15-1「夏祭り」
駅近の神社の夏祭りは、駅前広場まで屋台の連なるそこそこ賑やかなものだ。
石造りの大鳥居の脇には案内板が立っていて、神社のあらましが記されていた。
誰も読もうとはしないソレを、看谷 悠斗はケータイのカメラで記録していた。
縁日の賑わいも見渡して、全ての屋台を数えられるくらいに何枚も撮っていった。
「自由研究は順調そうですね、看谷さん」
振り向いたらそこにいた己己己己 癒子に「うあ!?」、おもわずシャッターを押してしまった。
浴衣にぽっくりを履き、ゆるふわロングヘアーをうなじのそばで結い上げた己己己己だ。
「己己己己……。ま、まあな、よく見たら神社ごとにけっこう違いあるんだよ。夏祭りって」
「へえ~。もう帰るところですか?」
「いや、さっき着いたばっかりだけど……。今からお社のほう行ったり屋台回ったり」
「よかった。やっぱり待っててくれたんですね、約束どおり」
「べ、べつに約束はしてないだろ! もしかしたら会うかもなって言ってただけ!」
「そうですね。じゃあせっかくなので、いっしょにお参りしませんか」
看谷は「……ぉん」と斜めに頷いて、己己己己と2人で賑わいの中へ進んでいった。
社殿までそう長いものではない参道だったが、両脇に並ぶ屋台と人混みのせいでなかなか進めなかった。
「お。ベビーカステラ買ってっていいか?」
「看谷さん、お参りが先ですよ。神様のためのお祭りなんですから、お参りの前に屋台に寄り道するのは失礼なのです」
「マジメか。まあいいけど」
他にも、参道の真ん中は神様が通る道だから云々かんぬんと言われながら。聞き流しながら、参拝の列へ。
鈴を鳴らして。お賽銭を投げ込んで、二拍手。2人揃って手を合わせて、祈って。
(テストの点が上がりますように。小遣いも上がりますように。あと最新ゲーム機ください)

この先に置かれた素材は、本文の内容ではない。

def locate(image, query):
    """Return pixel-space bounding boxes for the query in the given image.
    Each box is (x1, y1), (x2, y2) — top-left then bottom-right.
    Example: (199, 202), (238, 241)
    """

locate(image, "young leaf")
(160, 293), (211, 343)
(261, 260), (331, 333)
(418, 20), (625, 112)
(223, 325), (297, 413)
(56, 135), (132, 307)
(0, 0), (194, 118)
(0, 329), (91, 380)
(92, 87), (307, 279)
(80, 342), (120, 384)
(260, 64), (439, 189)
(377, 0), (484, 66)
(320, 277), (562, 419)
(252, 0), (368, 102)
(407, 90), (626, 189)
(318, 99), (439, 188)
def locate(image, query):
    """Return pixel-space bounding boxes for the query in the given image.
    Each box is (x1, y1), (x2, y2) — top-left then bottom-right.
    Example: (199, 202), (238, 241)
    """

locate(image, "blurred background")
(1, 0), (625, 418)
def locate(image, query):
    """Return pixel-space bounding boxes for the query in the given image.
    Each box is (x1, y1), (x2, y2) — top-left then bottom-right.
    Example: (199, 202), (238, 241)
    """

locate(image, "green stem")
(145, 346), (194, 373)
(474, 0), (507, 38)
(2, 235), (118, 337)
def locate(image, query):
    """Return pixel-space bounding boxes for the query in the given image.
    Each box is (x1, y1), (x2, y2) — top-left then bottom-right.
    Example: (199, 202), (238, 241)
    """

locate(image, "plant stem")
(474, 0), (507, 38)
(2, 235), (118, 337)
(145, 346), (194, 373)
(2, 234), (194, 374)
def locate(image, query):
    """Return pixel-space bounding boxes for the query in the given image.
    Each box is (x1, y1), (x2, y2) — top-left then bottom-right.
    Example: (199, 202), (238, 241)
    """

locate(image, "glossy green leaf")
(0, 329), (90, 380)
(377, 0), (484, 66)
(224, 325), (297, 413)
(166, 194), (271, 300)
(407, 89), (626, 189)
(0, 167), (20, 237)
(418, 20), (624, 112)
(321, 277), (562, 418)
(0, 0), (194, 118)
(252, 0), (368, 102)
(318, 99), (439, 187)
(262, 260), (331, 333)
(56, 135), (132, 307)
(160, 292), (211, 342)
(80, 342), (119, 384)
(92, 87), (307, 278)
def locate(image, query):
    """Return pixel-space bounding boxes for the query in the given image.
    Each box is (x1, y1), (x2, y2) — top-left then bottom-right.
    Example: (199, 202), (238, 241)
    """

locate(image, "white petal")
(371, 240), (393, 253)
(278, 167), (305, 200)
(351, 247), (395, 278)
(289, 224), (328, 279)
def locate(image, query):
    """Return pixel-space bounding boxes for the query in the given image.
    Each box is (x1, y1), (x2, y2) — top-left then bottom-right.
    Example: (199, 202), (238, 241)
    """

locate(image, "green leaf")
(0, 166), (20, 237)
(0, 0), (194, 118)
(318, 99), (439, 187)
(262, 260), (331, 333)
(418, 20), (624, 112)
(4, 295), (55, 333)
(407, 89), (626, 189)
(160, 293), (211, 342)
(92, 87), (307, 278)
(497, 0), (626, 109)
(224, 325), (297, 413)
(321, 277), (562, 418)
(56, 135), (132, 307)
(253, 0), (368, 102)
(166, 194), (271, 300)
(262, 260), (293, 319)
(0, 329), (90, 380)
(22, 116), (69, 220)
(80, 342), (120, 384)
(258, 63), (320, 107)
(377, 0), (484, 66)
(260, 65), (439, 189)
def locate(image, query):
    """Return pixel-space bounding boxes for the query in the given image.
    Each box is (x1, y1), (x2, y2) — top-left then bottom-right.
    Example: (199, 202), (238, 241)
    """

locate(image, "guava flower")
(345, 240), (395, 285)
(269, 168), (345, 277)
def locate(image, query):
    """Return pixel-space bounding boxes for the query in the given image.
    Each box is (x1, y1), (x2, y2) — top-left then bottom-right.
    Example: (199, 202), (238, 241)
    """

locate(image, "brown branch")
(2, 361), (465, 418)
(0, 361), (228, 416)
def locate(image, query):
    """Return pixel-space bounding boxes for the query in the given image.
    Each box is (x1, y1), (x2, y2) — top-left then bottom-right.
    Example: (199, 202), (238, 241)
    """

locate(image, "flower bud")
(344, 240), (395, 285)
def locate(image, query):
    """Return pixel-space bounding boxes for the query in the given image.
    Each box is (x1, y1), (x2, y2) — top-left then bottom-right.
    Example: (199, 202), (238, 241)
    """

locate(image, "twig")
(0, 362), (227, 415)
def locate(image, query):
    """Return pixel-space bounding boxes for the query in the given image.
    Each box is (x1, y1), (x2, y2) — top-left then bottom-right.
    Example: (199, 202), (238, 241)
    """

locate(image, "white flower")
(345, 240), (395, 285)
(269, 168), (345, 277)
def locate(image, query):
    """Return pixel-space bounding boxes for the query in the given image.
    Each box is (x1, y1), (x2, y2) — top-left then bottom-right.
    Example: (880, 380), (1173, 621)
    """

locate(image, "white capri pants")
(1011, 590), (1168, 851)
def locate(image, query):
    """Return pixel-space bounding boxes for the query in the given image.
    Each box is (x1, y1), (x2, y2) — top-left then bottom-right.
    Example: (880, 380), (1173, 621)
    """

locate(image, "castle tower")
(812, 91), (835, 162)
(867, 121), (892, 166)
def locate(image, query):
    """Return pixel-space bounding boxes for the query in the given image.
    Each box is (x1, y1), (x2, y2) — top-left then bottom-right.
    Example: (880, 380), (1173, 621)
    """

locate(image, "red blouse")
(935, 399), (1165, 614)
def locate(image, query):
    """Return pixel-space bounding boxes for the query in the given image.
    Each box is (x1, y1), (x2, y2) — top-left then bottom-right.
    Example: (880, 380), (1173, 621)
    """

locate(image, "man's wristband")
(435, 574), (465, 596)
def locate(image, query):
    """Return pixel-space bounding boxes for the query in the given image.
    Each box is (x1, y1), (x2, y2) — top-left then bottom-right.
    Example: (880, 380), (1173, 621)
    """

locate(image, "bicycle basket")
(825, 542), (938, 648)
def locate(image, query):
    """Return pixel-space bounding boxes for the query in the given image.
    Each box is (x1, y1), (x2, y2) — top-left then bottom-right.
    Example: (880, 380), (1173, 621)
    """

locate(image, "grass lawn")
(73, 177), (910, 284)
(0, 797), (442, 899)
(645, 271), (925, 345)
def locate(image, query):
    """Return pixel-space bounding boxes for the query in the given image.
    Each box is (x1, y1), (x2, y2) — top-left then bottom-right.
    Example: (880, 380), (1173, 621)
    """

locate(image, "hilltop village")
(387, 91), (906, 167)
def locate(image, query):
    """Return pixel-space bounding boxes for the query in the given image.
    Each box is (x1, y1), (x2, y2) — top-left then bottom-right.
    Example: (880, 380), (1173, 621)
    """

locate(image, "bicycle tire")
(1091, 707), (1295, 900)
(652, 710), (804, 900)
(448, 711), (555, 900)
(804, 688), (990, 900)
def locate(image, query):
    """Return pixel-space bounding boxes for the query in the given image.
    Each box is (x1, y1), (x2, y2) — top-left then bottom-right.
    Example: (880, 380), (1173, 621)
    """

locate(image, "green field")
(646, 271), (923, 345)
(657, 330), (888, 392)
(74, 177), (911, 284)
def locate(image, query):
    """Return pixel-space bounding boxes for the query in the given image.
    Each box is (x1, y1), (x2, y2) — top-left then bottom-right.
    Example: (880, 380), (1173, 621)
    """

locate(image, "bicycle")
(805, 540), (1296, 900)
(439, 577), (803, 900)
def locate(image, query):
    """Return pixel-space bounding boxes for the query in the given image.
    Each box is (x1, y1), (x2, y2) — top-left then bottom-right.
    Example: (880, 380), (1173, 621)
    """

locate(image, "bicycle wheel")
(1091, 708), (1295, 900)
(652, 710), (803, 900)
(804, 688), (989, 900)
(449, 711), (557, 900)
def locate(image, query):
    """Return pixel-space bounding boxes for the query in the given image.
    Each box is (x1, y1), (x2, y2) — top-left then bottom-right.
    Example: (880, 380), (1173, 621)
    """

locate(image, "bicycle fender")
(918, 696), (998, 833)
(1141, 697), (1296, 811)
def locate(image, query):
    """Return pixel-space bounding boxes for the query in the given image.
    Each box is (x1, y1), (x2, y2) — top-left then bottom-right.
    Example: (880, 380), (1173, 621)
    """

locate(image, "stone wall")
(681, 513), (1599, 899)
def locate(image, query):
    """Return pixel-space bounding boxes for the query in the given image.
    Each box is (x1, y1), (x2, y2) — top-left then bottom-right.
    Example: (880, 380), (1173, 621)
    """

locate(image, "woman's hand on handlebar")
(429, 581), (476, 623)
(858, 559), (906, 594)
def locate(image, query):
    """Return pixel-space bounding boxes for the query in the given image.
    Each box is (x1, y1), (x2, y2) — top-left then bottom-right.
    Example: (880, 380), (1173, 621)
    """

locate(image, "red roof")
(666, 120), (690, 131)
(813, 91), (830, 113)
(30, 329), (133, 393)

そうして社殿の脇、祭られた神様の縁起が記された大絵馬の前へ。
「己己己己はどんな願い事したんだ? オレはまあゲーム機とかいろいろだけど」
「私、お願い事はしてないですよ」
「へ? なんで?」
「お参りは、土地を見守ってくれてる神様に感謝するものですから。そのついでに個人的なお願い事をするなんて……」
「やめろよ! オレが卑しいみたいだろ!」
「強いて言うなら、これからも無病息災でありますようにってお願いしました」
「だからやめろよ! マジメかって!」
看谷はごまかす調子で大絵馬へケータイのカメラを向けた。
「まあそんなことよりっ、えーと、ここの神様のご利益は……。学業と縁結びか」
己己己己が「えっ」と背筋を伸ばした。
「……看谷さん。もう一回お参りしませんか」
「へ? なんで? おまえもうテストの点イイじゃん」
2回目のお参りでは、己己己己にナメられないように家内安全を願った看谷だった。